Security During a Strike

The violent birth pangs of organized labor in the late 19th and early 20th century often resulted in heavy damage to facilities and injuries, sometimes death, to those who were protesting for worker’s rights. The infamous “Ford Massacre” in March 1932 resulted in 5 deaths and 60 injuries when Ford Motor Company’s Chief of Security, Harry Bennett, ordered his private squad of untrained and unprofessional “security guards” to open fire on 4,000 former auto workers who had marched on Ford’s Dearborn plant. The marchers were petitioning Ford for basic assistance so they could buy food and coal to heat their homes.

The National Labor Relations Act of 1935 gave workers who are members of an organized union the right to strike for higher wages and safer working conditions. It also put some boundaries in place to control the violence. Strikers who engage in “serious misconduct’ during a strike may be refused reinstatement to their former jobs. Serious misconduct includes:

  • Strikers damaging property, equipment, or materials of the employer.
  • Strikers physically blocking persons from entering or leaving a struck plant.
  • Strikers threatening violence against non-striking employees.
  • Strikers attacking management representatives.

It has been our experience that when workers feel they have no recourse but to call for a strike, emotions often run high and tempers sometimes flare. People can do things in the heat of the moment which destroy trust and undermine any opportunity for a peaceful, positive or timely solution. At Teachout Security, our primary objective when formulating a Strike Security Plan is to protect people, property and operational capabilities. That is why employers call us in to perform a Strike Security Audit when they first begin hearing rumors of labor unrest.

Strike security audit

Our team of experienced security professionals starts by determining who the players are – on both sides. We first identify essential management and non-union personnel who will be working through the strike period. We also determine the level, if any, of executive protection they and their families might require.

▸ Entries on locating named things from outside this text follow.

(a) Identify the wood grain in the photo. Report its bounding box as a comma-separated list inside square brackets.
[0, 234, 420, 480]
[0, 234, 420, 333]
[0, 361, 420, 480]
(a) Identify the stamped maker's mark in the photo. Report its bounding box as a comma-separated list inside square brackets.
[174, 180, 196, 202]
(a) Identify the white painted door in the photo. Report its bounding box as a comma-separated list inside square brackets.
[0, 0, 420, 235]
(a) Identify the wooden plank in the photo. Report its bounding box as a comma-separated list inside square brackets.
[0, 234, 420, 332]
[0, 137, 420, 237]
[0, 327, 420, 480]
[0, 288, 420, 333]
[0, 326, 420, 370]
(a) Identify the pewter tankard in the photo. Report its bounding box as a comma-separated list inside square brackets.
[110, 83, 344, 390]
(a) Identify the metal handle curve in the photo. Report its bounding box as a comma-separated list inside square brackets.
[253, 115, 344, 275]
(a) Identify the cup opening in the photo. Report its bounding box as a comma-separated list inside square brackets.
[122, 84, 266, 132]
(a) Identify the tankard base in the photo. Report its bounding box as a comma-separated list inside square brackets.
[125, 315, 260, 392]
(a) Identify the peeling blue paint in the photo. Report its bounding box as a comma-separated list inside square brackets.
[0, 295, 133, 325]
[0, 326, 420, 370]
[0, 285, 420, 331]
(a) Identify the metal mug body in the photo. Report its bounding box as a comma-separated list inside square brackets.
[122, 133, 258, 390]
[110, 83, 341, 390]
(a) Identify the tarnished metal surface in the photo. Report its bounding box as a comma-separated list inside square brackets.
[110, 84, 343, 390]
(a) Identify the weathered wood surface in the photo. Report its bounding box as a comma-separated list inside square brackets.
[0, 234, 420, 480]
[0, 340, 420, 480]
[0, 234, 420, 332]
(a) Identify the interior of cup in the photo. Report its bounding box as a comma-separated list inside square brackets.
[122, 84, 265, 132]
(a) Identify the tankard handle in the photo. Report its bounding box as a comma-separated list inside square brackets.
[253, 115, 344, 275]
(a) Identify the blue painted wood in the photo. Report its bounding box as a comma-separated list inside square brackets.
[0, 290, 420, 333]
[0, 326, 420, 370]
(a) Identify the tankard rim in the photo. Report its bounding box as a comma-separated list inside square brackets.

Next, we identify employees belonging to other unions and employees belonging to the striking union who will be working during the strike. The purpose of this is to determine their requirements for safely and easily getting in and out of the facility once the picket lines go up. We also want to monitor anyone who may be tempted to engage in any form of subversion during the strike action.

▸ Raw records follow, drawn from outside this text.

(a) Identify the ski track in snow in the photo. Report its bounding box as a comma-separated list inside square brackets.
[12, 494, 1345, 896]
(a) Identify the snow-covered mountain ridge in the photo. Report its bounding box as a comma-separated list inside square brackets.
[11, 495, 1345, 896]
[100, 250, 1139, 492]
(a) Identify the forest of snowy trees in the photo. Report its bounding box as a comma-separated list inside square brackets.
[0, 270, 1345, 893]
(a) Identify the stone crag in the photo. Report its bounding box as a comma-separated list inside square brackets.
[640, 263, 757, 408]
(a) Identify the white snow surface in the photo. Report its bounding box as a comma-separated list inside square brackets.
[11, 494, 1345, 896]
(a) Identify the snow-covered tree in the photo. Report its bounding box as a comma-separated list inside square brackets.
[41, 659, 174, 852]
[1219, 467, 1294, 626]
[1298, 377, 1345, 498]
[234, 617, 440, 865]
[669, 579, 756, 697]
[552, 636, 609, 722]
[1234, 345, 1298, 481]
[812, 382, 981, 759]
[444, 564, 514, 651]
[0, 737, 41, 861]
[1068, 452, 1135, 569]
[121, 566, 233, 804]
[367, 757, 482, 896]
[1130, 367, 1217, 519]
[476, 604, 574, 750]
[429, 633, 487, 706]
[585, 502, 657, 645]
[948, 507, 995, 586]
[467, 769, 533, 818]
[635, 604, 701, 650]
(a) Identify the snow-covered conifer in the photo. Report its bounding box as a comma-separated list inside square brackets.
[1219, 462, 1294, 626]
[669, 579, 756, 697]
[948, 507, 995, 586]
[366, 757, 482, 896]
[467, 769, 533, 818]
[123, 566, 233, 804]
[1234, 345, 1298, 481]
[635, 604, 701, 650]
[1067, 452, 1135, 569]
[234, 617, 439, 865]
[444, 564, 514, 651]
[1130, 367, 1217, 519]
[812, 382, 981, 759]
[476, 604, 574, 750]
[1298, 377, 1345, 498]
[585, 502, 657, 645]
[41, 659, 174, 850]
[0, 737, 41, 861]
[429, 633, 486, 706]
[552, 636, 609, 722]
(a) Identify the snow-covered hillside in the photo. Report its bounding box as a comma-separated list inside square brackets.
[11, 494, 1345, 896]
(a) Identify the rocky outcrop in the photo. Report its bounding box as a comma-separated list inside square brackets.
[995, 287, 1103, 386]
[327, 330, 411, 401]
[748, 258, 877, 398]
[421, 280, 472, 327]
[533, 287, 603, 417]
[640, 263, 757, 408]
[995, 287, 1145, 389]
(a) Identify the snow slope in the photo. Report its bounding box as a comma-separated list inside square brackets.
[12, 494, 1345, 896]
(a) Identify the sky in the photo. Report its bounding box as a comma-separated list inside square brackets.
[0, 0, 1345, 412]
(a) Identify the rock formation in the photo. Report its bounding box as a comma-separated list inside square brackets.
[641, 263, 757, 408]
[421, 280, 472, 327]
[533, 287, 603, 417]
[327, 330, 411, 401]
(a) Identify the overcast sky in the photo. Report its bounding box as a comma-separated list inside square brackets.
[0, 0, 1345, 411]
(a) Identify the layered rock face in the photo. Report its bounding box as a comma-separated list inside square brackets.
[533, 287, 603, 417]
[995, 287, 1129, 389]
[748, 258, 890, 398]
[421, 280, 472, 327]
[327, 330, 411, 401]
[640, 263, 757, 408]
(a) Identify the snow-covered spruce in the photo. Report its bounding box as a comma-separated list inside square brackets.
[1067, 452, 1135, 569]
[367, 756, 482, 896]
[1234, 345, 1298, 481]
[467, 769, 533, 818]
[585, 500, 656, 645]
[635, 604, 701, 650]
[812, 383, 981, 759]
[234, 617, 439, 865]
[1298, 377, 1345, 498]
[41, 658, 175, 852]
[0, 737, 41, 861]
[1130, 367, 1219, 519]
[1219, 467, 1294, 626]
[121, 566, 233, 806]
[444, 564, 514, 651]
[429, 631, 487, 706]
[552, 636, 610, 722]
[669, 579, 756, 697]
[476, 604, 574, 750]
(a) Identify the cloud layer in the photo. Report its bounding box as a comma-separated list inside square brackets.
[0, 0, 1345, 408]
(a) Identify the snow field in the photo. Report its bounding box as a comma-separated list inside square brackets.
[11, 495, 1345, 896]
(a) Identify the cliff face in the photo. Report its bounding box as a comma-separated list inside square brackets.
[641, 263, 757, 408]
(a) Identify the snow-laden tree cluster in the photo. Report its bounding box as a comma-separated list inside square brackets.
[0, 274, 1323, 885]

It is also important for us to identify the strikers; especially the union leaders and negotiators who may need direct access to management during negotiations. We also want to identify those individuals who will be in charge of the picketing activities, those who are likely to be agitators, and those who may be “persons of interest” due to past performance or historical record. Local law enforcement can help us determine whether we have bad actors with whom we should be specifically concerned.

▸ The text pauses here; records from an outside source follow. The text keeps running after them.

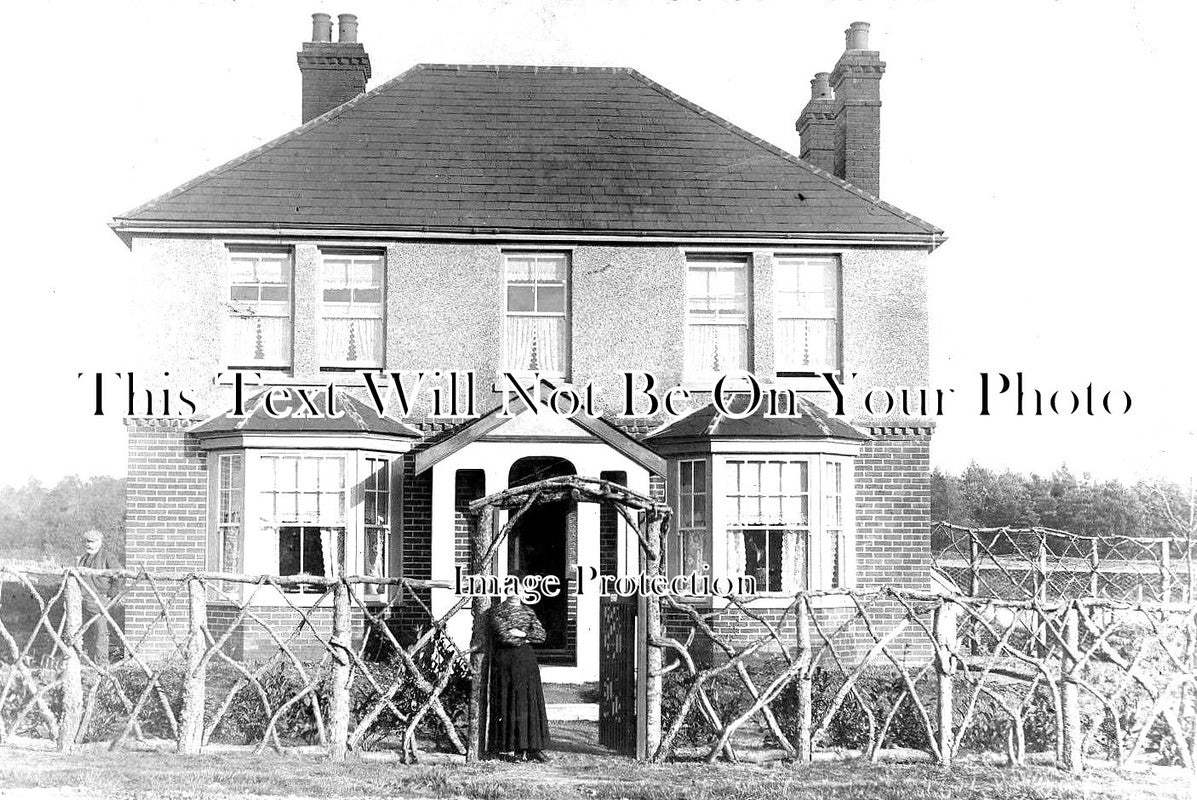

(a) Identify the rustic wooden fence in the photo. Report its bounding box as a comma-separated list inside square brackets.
[654, 589, 1197, 772]
[0, 565, 470, 760]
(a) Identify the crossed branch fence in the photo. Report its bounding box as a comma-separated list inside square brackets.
[0, 565, 470, 760]
[0, 515, 1197, 772]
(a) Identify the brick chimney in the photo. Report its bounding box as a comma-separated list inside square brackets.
[296, 14, 370, 122]
[828, 23, 886, 195]
[794, 72, 836, 172]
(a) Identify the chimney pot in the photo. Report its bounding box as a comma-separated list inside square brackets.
[810, 72, 831, 99]
[844, 23, 869, 50]
[311, 14, 333, 42]
[336, 14, 358, 43]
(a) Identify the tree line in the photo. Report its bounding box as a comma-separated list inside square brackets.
[931, 462, 1197, 539]
[0, 462, 1197, 564]
[0, 475, 124, 564]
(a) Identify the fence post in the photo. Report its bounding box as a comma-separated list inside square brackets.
[933, 600, 956, 766]
[328, 580, 353, 762]
[466, 505, 498, 762]
[968, 528, 980, 598]
[59, 570, 83, 752]
[795, 594, 814, 763]
[644, 511, 663, 760]
[1059, 601, 1083, 775]
[178, 577, 208, 756]
[1160, 539, 1172, 602]
[968, 528, 980, 655]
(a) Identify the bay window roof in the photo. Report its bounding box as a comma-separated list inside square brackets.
[645, 394, 870, 446]
[190, 387, 420, 440]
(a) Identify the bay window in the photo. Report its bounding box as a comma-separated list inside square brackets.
[727, 460, 813, 594]
[260, 455, 345, 592]
[773, 256, 840, 377]
[213, 453, 245, 572]
[673, 460, 710, 575]
[503, 253, 570, 378]
[209, 449, 395, 594]
[666, 452, 855, 599]
[320, 251, 384, 369]
[683, 257, 752, 382]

Finally, the personnel portion of our Strike Security Audit identifies customers, suppliers, service providers, vendors and local law enforcement personnel who may need access to the facilities during the labor dispute.

The property portion of our Strike Security Audit involves having Teachout personnel survey the perimeter of the property to determine if there are any uncontrolled access points. We also suggest that all keycards and door codes be changed for the duration of the strike to better control who comes and goes. We identify various points where additional surveillance equipment should be installed to monitor picket line activity while complying with state and federal laws, employee parking lots, delivery docks and other points of vulnerability.

The third and final portion of the Teachout Strike Security Audit covers the process of maintaining the facility’s operational capabilities over the course of the labor action. Protocols are developed for safely and efficiently getting personnel and materials in and out of the facility. We also develop command-and-control protocols and communications channels with local law enforcement. Fortunately, many of our security professionals are former military and law enforcement. They are trained in the use of non-lethal, non-confrontational management of protestors.

At Teachout Security Solutions, our priority is to maintain a peaceful, respectful, and cooperative relationship with those individuals who are exercising their rights under the law while also protecting the rights and property of the employer. Our objective is that these situations have win-win conclusions for all.